I created a Parquet dataset partitioned as follows:
2019-taxi-trips/
- month=1/
- data.parquet
- month=2/
- data.parquet
...
- month=12/
- data.parquet
This organization follows the Parquet dataset partitioning convention used by Hive Metastore. This partitioning scheme was generated by hand, so there is no _metadata
file anywhere in the directory tree.
I would like to now read this dataset into Dask.
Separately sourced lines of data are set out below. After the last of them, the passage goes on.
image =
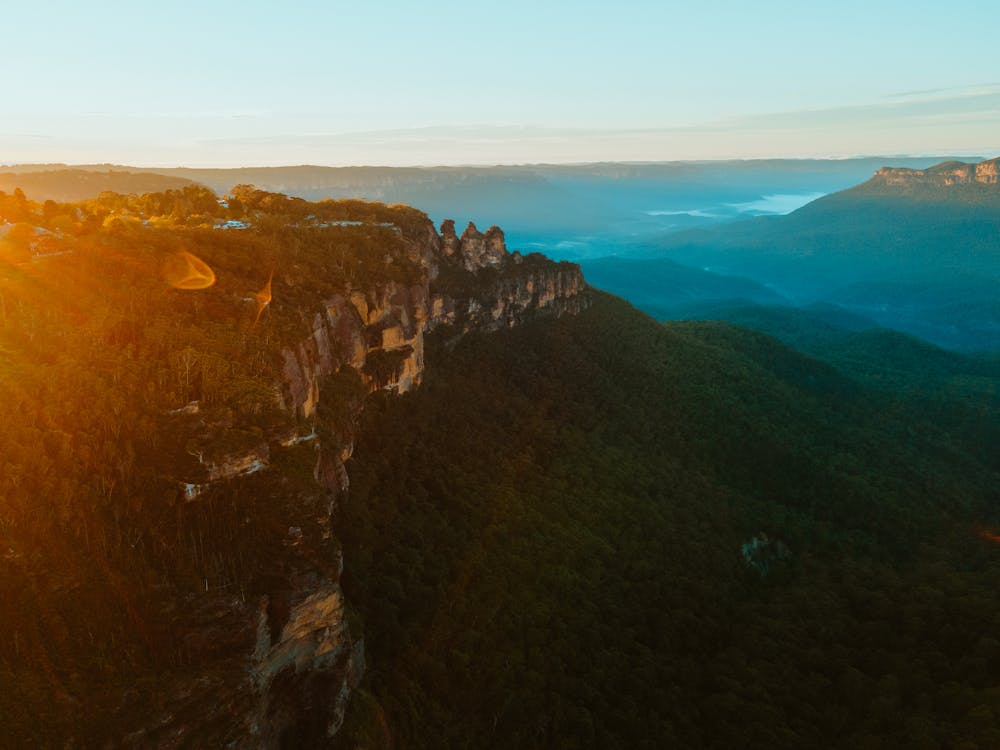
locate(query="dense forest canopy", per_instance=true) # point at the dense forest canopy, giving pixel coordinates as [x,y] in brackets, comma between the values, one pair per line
[590,531]
[601,532]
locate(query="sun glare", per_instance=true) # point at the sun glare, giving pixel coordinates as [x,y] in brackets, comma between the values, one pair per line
[186,271]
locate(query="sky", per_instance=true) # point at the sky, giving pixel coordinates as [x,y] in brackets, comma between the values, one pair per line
[206,83]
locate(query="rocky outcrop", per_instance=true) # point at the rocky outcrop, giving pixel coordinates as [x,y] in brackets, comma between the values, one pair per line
[474,250]
[304,668]
[305,660]
[946,174]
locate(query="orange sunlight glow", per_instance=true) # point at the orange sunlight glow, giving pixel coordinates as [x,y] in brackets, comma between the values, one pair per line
[988,535]
[263,298]
[186,271]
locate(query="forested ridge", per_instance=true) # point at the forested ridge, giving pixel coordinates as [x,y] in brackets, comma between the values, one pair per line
[546,544]
[132,342]
[596,531]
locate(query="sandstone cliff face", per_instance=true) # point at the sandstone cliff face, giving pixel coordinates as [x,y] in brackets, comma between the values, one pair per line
[304,661]
[946,174]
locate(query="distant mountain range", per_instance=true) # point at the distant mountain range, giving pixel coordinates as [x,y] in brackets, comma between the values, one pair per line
[594,206]
[913,249]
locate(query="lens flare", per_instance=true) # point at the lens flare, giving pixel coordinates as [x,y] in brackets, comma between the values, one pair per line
[186,271]
[988,535]
[263,297]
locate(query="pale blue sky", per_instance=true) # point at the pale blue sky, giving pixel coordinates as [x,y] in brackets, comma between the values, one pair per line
[226,83]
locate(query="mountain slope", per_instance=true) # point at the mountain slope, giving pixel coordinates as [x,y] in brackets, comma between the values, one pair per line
[179,387]
[915,250]
[604,532]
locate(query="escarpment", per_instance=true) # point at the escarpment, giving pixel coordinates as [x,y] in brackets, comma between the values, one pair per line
[300,657]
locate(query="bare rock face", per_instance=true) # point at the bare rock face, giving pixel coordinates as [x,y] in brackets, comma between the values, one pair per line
[292,684]
[304,668]
[450,244]
[480,250]
[946,174]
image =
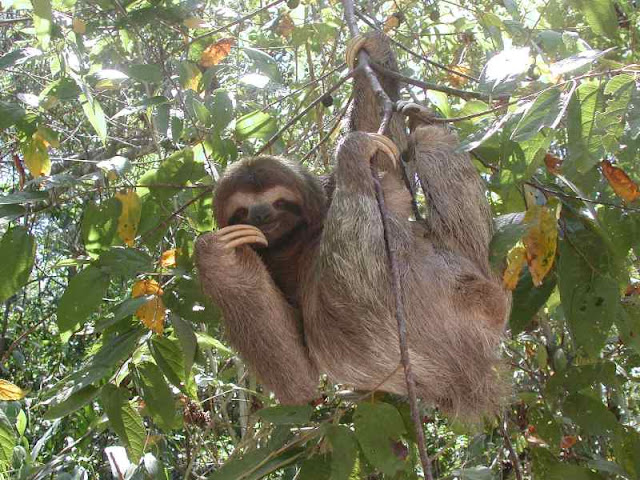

With data located on local disk, the following code works:
import dask.dataframe as dd
dd.read_parquet(
"/Users/alekseybilogur/Desktop/2019-taxi-trips/*/data.parquet",
engine="fastparquet"
)
I copied these files to an S3 bucket (via s3 sync
; partition folders are top level keys in the bucket, like so), and attempted to read them off of cloud storage using the same basic function:
import dask.dataframe as dd; dd.read_parquet(
"s3://2019-nyc-taxi-trips/*/data.parquet",
storage_options={
"key": "...",
"secret": "..."
},
engine="fastparquet")
This raises IndexError: list index out of range
. Full stack trace here.
Is not is currently possible to read in such a dataset directly from AWS S3?
There is currently a bug in
fastparquet
that is preventing this code from working. See Dask GH#6713 for details.In the meantime, until this bug is resolved, one easy solution to this issue is to use the
pyarrow
backend instead.